ちらっと横目でハヤトを確認すると、何やら照れてそっぽを向いている……まあ、年上の女性に憧れる年頃であろう少年には、さぞ毒に違いないだろ、こんなお姉さん、と心底同情する。
「……あの、あなたは、ハヤトのことはともかく、私のことまでご存じなのですか?」
「ええ、その事もお話ししないといけませんが……ここは少々場所が悪いです、まずは他の皆と合流できるところまで移動しましょう。ついて来てください」
そう言って踵を返し、足音を殺して移動を始めた彼女……ハヤトも姉ちゃんと呼んでいたし、ゲーム時代の外見とも合致する。私達の探し人であった、アイニさんに相違ないだろう。
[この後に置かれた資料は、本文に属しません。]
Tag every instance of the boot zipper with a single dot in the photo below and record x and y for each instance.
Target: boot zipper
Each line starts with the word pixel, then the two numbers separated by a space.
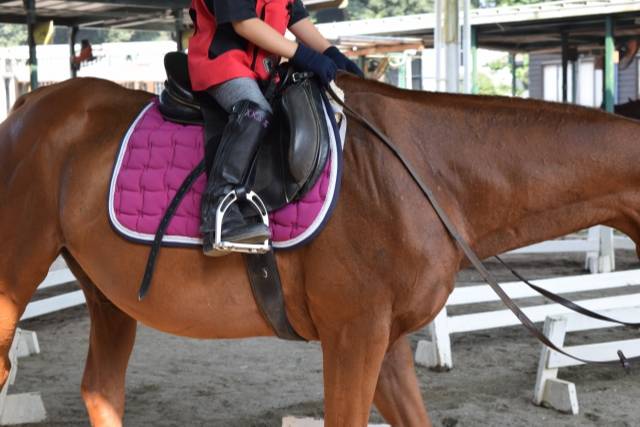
pixel 263 13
そして、彼女は「他の皆」と言った。普通に考えたらはぐれたイリスとレイジだ。
……そうか、無事だったのか。
確証を得られた事で、安堵の息をつく。であれば、着いていくしか選択肢はない。
「あ、ガンツさん? ……はい……はい。二人とも、無事見つけました、いまから……はい、それでは」
先を行くかのは、耳に手を当て、何者かと会話しながら進んでいる。おそらく『通話のピアス』という遠方の者と会話するための魔道具だ。
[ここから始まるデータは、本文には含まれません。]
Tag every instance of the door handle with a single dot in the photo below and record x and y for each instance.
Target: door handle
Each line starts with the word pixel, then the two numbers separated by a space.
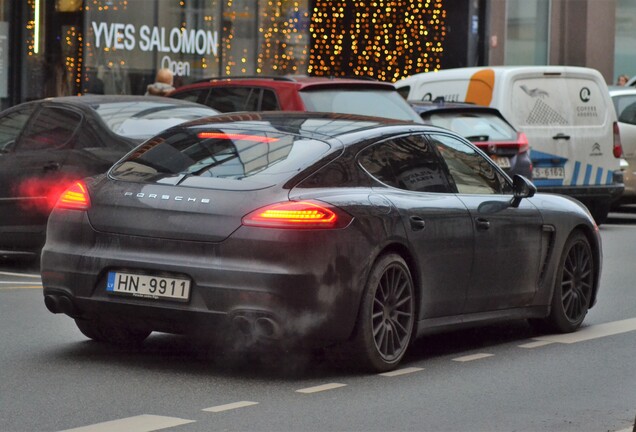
pixel 51 166
pixel 417 223
pixel 561 136
pixel 482 224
ゲーム時代はそれぞれの町でレンタルでき、秘密の連絡を取りたい際によく使用されたが、現実となったこの世界ではそのような店は存在していなかった。
商隊と行動を共にしている時に、その有用性から真っ先に、どうにか用立てて貰えないか相談を持ちかけたが、芳しい返事は貰えなかった。市場に出回っている様子も無かったそれを有している彼女は、一体……
「よかった、無事だったのか、姉ちゃん……だけど、あの様子って」
「ああ……どうやら、無理に連れてこられたわけじゃなさそうだな」
……どうやら彼女、見た目通り、ゲーム時の評判通りの優しくて綺麗なお姉さん、というだけの女性ではなさそうだ。
【後書き】
補足になりますが、イリス・レイジサイドでは言及が無かった通り、現状、パーティの感覚(仮称)を有しているのは、ソールだけです。